Karen Willcox
External Professor; Science Board
Karen E. Willcox is Director of the Oden Institute for Computational Engineering and Sciences, Associate Vice President for Research, and Professor of Aerospace Engineering and Engineering Mechanics at The University of Texas at Austin. She is also External Professor and Science Board member at the Santa Fe Institute. Before joining the Oden Institute in 2018, she spent 17 years as a professor at the Massachusetts Institute of Technology, where she served as the founding Co-Director of the MIT Center for Computational Engineering and the Associate Head of the MIT Department of Aeronautics and Astronautics. Prior to joining the MIT faculty, she worked at Boeing Phantom Works with the Blended-Wing-Body aircraft design group. She is a Fellow of the Society for Industrial and Applied Mathematics (SIAM), a Fellow of the American Institute of Aeronautics and Astronautics (AIAA), a Fellow of the US Association for Computational Mechanics (USACM), member of the National Academy of Engineering (NAE), and in 2017 was appointed Member of the New Zealand Order of Merit (MNZM) for services to aerospace engineering and education. She was the recipient of the 2023 J.T. Oden Medal and the 2024 Theodore von Karman Prize.

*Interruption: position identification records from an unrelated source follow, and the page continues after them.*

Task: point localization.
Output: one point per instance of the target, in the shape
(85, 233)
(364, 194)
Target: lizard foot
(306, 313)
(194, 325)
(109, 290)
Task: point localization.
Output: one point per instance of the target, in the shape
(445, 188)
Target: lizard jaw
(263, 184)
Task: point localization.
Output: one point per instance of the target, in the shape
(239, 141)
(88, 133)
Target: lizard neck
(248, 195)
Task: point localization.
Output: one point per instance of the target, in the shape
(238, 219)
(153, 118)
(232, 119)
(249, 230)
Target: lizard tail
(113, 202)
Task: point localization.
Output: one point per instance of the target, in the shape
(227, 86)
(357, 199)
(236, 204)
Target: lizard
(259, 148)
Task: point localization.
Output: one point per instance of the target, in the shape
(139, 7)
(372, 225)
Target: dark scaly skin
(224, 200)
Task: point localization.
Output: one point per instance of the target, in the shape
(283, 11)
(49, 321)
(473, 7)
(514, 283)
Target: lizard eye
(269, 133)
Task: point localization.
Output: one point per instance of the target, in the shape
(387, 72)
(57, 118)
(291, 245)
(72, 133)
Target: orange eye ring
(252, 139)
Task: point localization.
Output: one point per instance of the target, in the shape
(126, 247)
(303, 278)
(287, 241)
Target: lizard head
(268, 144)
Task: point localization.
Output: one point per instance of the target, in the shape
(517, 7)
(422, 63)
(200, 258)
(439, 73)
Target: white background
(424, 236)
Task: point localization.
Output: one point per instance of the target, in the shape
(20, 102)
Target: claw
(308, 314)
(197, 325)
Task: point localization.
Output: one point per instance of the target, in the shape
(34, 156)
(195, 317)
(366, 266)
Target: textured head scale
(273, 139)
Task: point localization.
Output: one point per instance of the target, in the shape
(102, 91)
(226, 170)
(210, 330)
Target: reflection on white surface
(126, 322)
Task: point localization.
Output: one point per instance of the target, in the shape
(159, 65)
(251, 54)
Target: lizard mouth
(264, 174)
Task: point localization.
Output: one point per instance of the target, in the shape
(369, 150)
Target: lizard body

Statement of Research: Willcox's research uses mathematics and physics to craft computational methods that enable engineers to be more effective. Her reduced-order modeling methods allow complex simulations to be run in minutes instead of days, allowing engineers to explore more design options in search of higher performing, more sustainable designs. Her uncertainty quantification methods help engineers understand technical risks, leading to safer designs and more efficient design processes. Her work in developing scalable mathematical foundations for digital twins is leading to the next generation of intelligent systems that learn from data and adapt. She has collaborated with domain experts to apply these computational methods in settings that range from aircraft and rocket engines to community college educational pathways and cancer tumor modeling.